Posted on 9/29/2014 6:37:34 PM

At my previous job, I worked on my school’s web team working on wcupa.edu.

Everything was great; I loved the atmosphere, the people working there, the hours, etc., but I knew that there was one thing that felt just wrong about it. I didn’t know what it was at first, but eventually I figured it out:

I really don’t like ASP.NET WebForms.

WebForms has a place and time, of course, and for what the school’s website was doing it was more than applicable. In fact, I would reluctantly suggest that it would be the best .NET solution for the job. It’s a file-based site that needs the ability for a bunch of people to be able to edit their pages without .NET experience. What bothers me, though, is the feel of WebForms. It’s trying to make you think you’re just coding a regular piece of software when you’re really working on the web. While this sounds nice in theory, I don’t think the current model does a good job of hiding the fact that it’s on the web. Instead, the abstractions always hurt me. I remember the days of trying to figure out how to deal with ‘state’ in a WebForms project. It’s disgusting.

Then I met ASP.NET MVC.

After work and in between classes, I watched probably five hours of Pluralsight before I typed anything relevant to it. I was stuck. Many of those projects where I thought “enh, this would be horrible to implement” suddenly made sense in an MVC world. I became energized with the taste of MVC, and my love of web development doubled over the course of a week.

I quickly rewrote stachu.net from scratch in MVC, just to play. It was a good start, but not enough.
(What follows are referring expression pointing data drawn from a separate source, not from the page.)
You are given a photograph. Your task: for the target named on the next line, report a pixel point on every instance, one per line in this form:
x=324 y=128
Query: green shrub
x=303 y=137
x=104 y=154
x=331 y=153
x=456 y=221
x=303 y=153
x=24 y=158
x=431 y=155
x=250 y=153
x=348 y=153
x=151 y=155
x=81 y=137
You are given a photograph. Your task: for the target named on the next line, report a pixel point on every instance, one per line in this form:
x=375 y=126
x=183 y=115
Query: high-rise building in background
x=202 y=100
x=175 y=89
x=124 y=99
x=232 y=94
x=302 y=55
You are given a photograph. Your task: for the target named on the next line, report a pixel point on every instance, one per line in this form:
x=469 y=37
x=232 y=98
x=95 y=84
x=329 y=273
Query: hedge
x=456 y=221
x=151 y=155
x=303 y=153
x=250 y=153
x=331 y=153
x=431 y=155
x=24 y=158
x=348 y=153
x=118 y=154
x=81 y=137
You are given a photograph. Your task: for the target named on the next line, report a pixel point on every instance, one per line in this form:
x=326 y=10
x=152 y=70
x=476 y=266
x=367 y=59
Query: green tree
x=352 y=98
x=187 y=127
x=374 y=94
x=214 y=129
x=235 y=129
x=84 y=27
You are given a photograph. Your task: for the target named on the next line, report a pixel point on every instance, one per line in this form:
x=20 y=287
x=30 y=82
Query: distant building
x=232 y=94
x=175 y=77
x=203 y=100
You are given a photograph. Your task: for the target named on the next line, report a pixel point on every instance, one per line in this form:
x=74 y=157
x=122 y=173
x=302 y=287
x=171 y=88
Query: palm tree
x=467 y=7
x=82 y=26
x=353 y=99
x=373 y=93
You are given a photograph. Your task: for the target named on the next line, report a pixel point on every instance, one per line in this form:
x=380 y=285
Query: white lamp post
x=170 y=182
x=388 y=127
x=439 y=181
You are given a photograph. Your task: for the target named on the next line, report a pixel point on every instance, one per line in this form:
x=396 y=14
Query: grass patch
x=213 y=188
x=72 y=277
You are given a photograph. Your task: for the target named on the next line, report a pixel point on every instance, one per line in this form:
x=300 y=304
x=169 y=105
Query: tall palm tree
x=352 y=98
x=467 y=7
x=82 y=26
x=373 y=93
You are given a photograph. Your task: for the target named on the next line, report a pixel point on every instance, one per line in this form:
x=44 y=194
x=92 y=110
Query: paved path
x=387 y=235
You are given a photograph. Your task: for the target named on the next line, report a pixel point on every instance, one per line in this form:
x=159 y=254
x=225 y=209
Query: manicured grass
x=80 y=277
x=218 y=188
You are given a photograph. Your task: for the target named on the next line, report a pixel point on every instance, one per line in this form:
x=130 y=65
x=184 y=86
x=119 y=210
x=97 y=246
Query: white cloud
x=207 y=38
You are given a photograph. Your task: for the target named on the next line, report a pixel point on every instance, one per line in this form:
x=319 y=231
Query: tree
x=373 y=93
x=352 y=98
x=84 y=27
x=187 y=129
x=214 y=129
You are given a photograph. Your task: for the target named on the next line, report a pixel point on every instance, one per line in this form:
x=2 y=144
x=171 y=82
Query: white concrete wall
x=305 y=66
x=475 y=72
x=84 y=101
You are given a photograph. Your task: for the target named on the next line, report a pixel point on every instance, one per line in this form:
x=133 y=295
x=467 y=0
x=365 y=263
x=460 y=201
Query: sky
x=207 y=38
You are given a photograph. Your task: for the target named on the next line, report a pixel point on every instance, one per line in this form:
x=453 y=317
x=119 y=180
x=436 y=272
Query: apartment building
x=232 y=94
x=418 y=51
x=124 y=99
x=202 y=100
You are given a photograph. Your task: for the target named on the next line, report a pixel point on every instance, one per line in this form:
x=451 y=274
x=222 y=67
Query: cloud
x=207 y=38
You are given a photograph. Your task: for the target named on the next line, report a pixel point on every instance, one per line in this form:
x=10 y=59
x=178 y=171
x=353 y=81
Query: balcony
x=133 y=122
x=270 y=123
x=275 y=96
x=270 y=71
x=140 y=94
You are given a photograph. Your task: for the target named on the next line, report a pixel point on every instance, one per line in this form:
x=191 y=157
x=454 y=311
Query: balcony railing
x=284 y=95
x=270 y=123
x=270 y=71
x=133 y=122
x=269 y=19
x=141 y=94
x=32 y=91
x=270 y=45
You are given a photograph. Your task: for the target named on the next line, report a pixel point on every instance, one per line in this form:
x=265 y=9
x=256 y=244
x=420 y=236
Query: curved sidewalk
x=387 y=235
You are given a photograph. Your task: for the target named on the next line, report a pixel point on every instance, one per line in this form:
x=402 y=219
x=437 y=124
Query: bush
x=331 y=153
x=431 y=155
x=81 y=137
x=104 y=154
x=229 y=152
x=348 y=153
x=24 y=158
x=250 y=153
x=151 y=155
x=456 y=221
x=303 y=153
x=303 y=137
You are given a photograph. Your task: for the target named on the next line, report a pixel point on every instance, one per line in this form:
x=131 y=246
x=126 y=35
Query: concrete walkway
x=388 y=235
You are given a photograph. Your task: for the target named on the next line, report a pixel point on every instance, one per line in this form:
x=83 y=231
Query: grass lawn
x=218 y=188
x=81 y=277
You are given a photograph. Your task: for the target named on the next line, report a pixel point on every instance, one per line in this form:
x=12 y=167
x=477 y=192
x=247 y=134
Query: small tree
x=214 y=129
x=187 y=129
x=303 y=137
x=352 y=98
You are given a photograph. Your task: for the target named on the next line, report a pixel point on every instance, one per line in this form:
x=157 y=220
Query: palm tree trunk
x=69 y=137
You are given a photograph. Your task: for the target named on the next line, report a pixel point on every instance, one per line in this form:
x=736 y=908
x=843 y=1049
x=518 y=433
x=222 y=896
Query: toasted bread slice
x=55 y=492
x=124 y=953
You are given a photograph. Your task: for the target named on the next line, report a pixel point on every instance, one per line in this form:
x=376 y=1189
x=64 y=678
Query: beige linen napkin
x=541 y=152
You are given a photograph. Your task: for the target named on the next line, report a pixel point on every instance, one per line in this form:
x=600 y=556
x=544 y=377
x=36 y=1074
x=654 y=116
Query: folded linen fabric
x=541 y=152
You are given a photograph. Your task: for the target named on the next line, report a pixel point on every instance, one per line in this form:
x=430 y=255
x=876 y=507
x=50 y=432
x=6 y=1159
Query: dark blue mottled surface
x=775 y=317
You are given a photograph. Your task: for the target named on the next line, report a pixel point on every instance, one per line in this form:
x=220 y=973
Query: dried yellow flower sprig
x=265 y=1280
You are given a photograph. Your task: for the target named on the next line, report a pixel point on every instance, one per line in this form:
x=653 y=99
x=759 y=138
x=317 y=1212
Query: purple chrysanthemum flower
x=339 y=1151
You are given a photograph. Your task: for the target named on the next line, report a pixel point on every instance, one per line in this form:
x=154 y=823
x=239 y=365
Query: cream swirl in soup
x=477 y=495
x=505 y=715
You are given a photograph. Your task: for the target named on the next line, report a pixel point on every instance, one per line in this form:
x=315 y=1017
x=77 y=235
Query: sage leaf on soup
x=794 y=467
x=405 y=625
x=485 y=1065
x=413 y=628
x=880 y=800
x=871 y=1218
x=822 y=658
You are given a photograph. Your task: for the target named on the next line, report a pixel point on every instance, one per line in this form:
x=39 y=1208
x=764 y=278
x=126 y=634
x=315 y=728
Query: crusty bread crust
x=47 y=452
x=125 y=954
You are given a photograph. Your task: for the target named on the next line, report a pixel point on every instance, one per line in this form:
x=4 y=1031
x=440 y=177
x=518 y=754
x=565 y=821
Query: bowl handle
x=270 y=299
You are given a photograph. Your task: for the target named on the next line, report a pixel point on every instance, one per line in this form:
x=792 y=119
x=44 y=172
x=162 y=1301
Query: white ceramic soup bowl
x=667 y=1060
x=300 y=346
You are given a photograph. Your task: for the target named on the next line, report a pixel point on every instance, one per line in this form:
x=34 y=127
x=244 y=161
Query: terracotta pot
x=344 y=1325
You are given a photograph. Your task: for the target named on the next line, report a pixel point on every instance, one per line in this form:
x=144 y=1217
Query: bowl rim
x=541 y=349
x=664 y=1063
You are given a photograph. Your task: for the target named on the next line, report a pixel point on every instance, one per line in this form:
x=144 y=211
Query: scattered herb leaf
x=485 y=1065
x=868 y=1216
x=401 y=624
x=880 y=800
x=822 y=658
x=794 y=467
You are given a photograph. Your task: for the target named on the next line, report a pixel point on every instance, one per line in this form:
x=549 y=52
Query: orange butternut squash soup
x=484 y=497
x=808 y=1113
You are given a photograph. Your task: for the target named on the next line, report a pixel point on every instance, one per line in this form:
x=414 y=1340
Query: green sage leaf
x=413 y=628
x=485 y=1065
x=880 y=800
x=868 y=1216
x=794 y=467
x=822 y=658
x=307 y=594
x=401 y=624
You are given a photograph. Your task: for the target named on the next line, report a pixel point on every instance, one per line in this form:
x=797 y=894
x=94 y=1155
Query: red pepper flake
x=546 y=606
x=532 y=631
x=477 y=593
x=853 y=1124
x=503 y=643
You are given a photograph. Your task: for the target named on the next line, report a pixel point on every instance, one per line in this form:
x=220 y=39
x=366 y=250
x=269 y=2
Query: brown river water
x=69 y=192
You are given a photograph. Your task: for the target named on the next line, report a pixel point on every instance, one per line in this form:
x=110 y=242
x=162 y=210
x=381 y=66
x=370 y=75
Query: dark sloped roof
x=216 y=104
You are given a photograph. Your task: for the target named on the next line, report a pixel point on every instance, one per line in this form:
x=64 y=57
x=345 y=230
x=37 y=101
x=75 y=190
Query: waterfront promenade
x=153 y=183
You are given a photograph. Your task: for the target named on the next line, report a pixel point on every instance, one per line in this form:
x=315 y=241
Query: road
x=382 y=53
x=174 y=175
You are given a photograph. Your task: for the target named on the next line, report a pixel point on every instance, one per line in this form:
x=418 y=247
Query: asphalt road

I then played around with a few CRUD applications, following along with a few PluralSight courses and read through a few chapters of the ASP.NET MVC Apress book (perfect book, by the way!).

I kept studying and learning until I got my current job as an MVC developer, in fact!

Obviously, none of this has had anything to do with SignalR. My point, though, is that by discovering MVC, so many things started making sense to me. I had lots of new ideas for projects and I became totally reenergized to work on personal projects.

This past weekend at a PhillyDotNet CodeCamp, I attended Chris Gomez‘ SignalR talk. I’ve looked briefly into SignalR before, and even attended an introductory lecture on the subject, but for some reason this session hit me pretty hard. Just like when I first got into MVC, I started thinking of so many ideas. Most of them were dumb, but I got a few pretty cool ideas down.

I’m looking forward to January when I can explore some of these ideas. Maybe once I get a bit more experience I can throw SignalR around at work, if it becomes applicable.

Thanks, Chris! Great session, definitely made things click for me!